Дверная ручка громко крякает. Холодный запах сырости и два голых окошка. Часы повышают голос, и сердце стучит им в такт. Парадная гостиная. Убого обставленная. Тринадцать квадратных метров «цивилизации» посреди тундры. Изношенный старый диван и разрозненные кресла. Комод с вязаной скатертью и дурацким блюдом. Под одним окном карликовый стол, совсем особенный – мне кажется, я его где-то видел. Над диваном простая книжная полка – и ах, на ней сплошь овцеводческие книжки. Я передвигаюсь к окну. Промерзшая земля под лунным светом – ага, а вот и трактор. Древний, словно резиновоногое, ржавое, вымершее млекопитающее, которое спит стоя. Сон трактора: сельскохозяйственная выставка в какой-нибудь стране за железным занавесом. Развевающиеся красные флаги, оптимистичная публика. Солнце. А он тащит плуг, алея на поле. Без снов и грез все мертво.
Над столом висит календарь, изданный в «КО»: «Кооператив О́круга». Он украшен фотографией горы Снайфетль, кажется, черно-белой. Я снимаю его с гвоздя и подношу к бледному лунному свету из окошка. «Фото: Вигфус Аусгейрссон», – вот что мне удается прочитать. Черт, это что же – он до сих пор снимает? Фуси Аусгейрс из «Светоснимка» по улице Лёйгавег… да, номер семь. Мы прозывали его «Фуси спешит». «А потом я попрошу вас на пять минут замереть». Вигфус был, пожалуй, самым медлительным человеком в послевоенные годы. «Фотография – это мгновенное искусство. Поймать мгновение. Вот в чем моя роль». Но ему это так и не удавалось. Он всегда опаздывал. Когда он наконец настраивал свою аппаратуру, мгновение уже уходило. Ага, значит, теперь ты на горы переключился! Тебе это лучше подходит. Попросить гору Снайфетль пять минут не двигаться – легко. Хотя я же по нему некролог писал! Ага, теперь вижу: это же старый-старый снимок. И календарь – 1952 года. Что сочетается со всем остальным на этом хуторе.
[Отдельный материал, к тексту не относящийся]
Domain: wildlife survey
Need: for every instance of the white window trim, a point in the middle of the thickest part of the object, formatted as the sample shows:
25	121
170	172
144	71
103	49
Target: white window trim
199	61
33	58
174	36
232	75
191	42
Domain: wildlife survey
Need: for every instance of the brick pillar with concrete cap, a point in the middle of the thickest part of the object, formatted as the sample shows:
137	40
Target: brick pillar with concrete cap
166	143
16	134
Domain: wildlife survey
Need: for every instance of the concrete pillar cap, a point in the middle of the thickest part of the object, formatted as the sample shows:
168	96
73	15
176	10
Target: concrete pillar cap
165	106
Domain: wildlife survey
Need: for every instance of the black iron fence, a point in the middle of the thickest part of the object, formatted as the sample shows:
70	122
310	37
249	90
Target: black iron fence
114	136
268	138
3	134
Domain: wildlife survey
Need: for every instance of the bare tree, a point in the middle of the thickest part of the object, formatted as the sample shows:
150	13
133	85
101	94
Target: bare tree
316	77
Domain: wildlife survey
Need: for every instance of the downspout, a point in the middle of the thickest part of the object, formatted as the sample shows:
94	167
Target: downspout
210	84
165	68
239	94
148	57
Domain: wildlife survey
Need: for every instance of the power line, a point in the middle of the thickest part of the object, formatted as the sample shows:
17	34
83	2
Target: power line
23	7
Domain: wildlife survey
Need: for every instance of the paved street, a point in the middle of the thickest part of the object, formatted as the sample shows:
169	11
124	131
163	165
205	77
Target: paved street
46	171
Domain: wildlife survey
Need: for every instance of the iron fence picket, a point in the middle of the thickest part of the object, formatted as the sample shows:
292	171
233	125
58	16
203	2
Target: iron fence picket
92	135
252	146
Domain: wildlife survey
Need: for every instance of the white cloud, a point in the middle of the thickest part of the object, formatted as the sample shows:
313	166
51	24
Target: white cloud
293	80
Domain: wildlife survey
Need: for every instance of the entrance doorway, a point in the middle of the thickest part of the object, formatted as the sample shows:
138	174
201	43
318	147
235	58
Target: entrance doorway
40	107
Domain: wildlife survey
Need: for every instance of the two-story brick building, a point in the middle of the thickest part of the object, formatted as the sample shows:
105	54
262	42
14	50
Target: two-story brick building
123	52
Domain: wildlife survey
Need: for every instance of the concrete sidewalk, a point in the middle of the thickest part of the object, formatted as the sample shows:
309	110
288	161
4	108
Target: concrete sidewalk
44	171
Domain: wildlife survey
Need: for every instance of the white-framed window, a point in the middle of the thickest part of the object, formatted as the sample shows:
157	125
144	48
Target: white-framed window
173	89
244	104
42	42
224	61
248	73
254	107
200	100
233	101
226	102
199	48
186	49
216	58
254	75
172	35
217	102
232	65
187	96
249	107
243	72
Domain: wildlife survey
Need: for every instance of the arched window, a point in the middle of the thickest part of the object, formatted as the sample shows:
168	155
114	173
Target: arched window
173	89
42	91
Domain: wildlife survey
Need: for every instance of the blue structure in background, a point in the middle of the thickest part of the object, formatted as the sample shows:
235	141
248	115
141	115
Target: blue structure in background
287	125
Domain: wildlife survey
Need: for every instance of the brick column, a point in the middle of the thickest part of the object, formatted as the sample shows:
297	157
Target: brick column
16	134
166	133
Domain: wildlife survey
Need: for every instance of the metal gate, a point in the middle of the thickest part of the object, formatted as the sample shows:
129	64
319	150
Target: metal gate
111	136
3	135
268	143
Я вешаю его на место и перемещаюсь к книжной полке. Ежегодники Союза овцеводов. Самый свежий – 1951 года. Часы на стене на вид еще более старые, зато на удивление легкомысленно тикают. Разумеется, они датские. В их тиканье – соло на ударных, отличающееся какой-то шнапсовой легкостью, какая-то наигранная зеландская радость. Датский джаз. Как же его звали – этого, который с Асмундсеном играл? Я его встретил в баре в Копенгагене и влюбился в его подругу. После войны были красивые груди. А иногда к ним прилагалась стриженная под мальчишку голова – боже ж мой! Да, похоже, я был слишком умен для изящного искусства любви – и все же влюбился, и неважно, что я так влюблялся по пять раз в год. На двадцать минут. Мое сердце было чашкой, а любовь – кофе. И надо было торопиться выпить этот напиток до капли, пока не остыл.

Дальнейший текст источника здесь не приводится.